Commissioned
Chapter One - Welcome to the Knock
Section 1 of 10
CHAPTER ONE
Welcome to the Knock
“HEY THERE! NOT selling anything, I promise…”
So.
You’re sitting on your couch, maybe mid-bite of a Costco churro or three sips into forgetting you ever downloaded TikTok again, and then…
DING DONG.
Some sunburnt 20-year-old in a polo shirt is smiling at your Ring cam like it’s a job interview.
Congratulations.
You’ve just entered the ecosystem of door-to-door sales in the year of our algorithm, 2025.

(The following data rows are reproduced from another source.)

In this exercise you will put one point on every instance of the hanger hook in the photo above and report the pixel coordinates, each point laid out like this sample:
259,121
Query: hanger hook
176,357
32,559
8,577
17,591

And yes, it’s somehow still a thing.
“Make $20,000 in a summer!”
“Change lives!”
“Unlock your potential!”
That’s the siren song blasted across campus whiteboards, Instagram reels, and recruitment Zooms hosted by a guy named Mitch who swears he made $87,000 last July while working “only 12 hours a day.”
The promise?
Easy money. Flexible schedule. All you gotta do is knock.
The reality?
You’re about to cosplay as a traveling pest control prophet, knock 200 doors a day, sweat through a collared shirt, get ghosted by every human in Utah, and maybe, maybe, make enough to cover gas.
This isn’t just bug spray anymore.
Door-to-door in 2025 is a full-blown, multi-headed hydra.
Pest Control Bros: “You’ve got ants. I’ve got answers.”
Solar Bros: “What if I told you your electric bill could disappear?”
Roofing Bros: “You’ve got hail damage. Don’t even check. You do.”
Alarm Bros: “Your neighbor just got robbed. I mean, maybe. But hey, safety.”
Energy Bros: “We’re with the city. Sort of. Not really. Just sign here.”
AT&T Bros: “Have you heard of fiber? It’s like regular internet… but fiber.”
It’s an arms race of khaki-pants confidence.
Each faction believes they’re doing the Lord’s work.
Each thinks the others are clowns.
Spoiler: they’re all wrong.
Most people don’t apply to these jobs.
They’re recruited.
You might be in a college marketing class, and suddenly some “regional leader” is giving a presentation about how this isn’t sales, it’s leadership development.
And hey, it builds character. (So does prison.)
They show charts.
They mention “six-figure potential.”
They drop names like Vivint or Moxie like they’re household brands.
And by the time the slideshow ends?
You’re in a group chat called “SUMMER DOMINATION” with 48 other sophomores and a calendar full of 6:00 AM workouts.
So… why do people do it?
Because it looks like a cheat code.
Because their friend’s cousin swears it changed his life.
Because they’re broke and ambitious and 19.
Because they believe, at least for a moment, that this might be the move.
But belief fades fast when you’re three doors deep, drenched in your own electrolytes, and a dad in Crocs just threatened to call the cops over a mosquito plan.
If it sucks this bad…
Why is door-to-door still alive?
Here’s the secret:
It’s not built to be sustainable.
It’s built to replace you every summer.
New recruits. New believers. New suckers.
The wheel keeps turning.
Because there’s always another freshman who needs rent.